2. Bugs & Edge Cases: Regressions, unhandled errors, missed cases?
3. Security: Vulnerabilities, exposed secrets, permission issues?
4. Build: Does it build/compile/lint cleanly?
5. Facts: Are any claims, version numbers, or URLs verifiable? Check them.
### Rules
- For EVERY check, include the actual command you ran and its output
- Do NOT take the worker's word for anything
- Do NOT give PASS without running at least 3 verification commands
- You have NO information about the worker's test results — verify independently
## Verdict
Assign EXACTLY ONE:
PASS — All checks passed. Every claim backed by command output.
FAIL — Issues found. List each: file, line, what's wrong, severity (critical/major/minor).
PARTIAL — Some passed, some unverifiable. List both with evidence.
Verdicts
- PASS — All checks passed with evidence
- FAIL — Issues found.
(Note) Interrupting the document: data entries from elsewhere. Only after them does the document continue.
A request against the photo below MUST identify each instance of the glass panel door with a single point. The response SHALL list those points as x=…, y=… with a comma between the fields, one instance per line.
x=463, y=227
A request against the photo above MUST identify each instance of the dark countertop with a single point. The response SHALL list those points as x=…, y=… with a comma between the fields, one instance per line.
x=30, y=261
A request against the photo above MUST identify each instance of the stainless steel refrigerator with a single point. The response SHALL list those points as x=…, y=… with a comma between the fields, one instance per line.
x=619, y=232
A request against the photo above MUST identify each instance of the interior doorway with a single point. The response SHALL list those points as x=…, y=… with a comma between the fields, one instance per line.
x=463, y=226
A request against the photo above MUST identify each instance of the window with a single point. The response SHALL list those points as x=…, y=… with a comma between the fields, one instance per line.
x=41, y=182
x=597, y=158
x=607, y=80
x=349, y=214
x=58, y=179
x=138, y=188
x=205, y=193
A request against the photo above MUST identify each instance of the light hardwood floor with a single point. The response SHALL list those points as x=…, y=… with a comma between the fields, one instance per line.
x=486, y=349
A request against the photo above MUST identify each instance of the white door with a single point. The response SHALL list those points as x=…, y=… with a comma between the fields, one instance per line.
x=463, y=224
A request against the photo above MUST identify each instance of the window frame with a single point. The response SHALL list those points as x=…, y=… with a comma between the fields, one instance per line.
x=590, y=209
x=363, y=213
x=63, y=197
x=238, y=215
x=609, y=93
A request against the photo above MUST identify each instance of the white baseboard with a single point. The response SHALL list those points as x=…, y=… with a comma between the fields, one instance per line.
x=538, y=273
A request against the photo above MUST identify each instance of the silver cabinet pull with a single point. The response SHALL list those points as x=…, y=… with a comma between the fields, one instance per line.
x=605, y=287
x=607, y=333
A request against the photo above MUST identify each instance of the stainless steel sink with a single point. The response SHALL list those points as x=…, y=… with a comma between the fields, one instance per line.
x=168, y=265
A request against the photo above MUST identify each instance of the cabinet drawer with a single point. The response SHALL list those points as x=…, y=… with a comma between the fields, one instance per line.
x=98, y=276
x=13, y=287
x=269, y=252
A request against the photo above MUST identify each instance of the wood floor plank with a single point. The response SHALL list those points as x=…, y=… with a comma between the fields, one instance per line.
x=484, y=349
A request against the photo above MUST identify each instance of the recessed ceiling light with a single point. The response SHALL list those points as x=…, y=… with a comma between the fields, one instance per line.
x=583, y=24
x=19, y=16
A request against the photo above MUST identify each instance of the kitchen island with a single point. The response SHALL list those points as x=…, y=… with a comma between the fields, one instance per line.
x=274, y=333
Report to user with specifics. Retry up to 3 times if fixable.
- PARTIAL — Some checks passed, others couldn't be verified. Report what's unverifiable.
After Verification
- PASS: Report summary to user, proceed
- FAIL: Report issues to user. If auto-fixable, spawn worker to fix, then re-verify (max 3 attempts)
- PARTIAL: Report to user, let them decide whether to proceed
Scripts
scripts/verify.sh [base-ref]
Auto-extracts git diff, changed files, commit messages, and sensitive file detection. Outputs a filled verification prompt ready to send to the verifier subagent. Default base: HEAD~1.
bash scripts/verify.sh # verify last commit
bash scripts/verify.sh main # verify all changes since main
scripts/fact-check.sh <file> [file2 ...]
Extracts and validates factual claims from files:
- URLs → HTTP status check
- npm packages → registry version lookup
- GitHub Actions → tag/SHA existence check
bash scripts/fact-check.sh src/content/articles/en/my-article.md
bash scripts/fact-check.sh .github/workflows/*.yml
Returns exit code 1 if any checks fail.
Configuration
Projects can customize via proof-agent.yaml in the repo root (loaded by proof_agent/config.py):
thresholds:
min_files_changed: 3
always_verify:
- "**/*auth*"
- "**/*secret*"
- "**/*permission*"
- "**/Dockerfile"
- "**/*.env*"
never_verify:
- "**/.gitignore"
retry:
max_attempts: 3
escalate_on_max: true
Key Principle
The worker and verifier must be separate agents. Self-verification is not verification.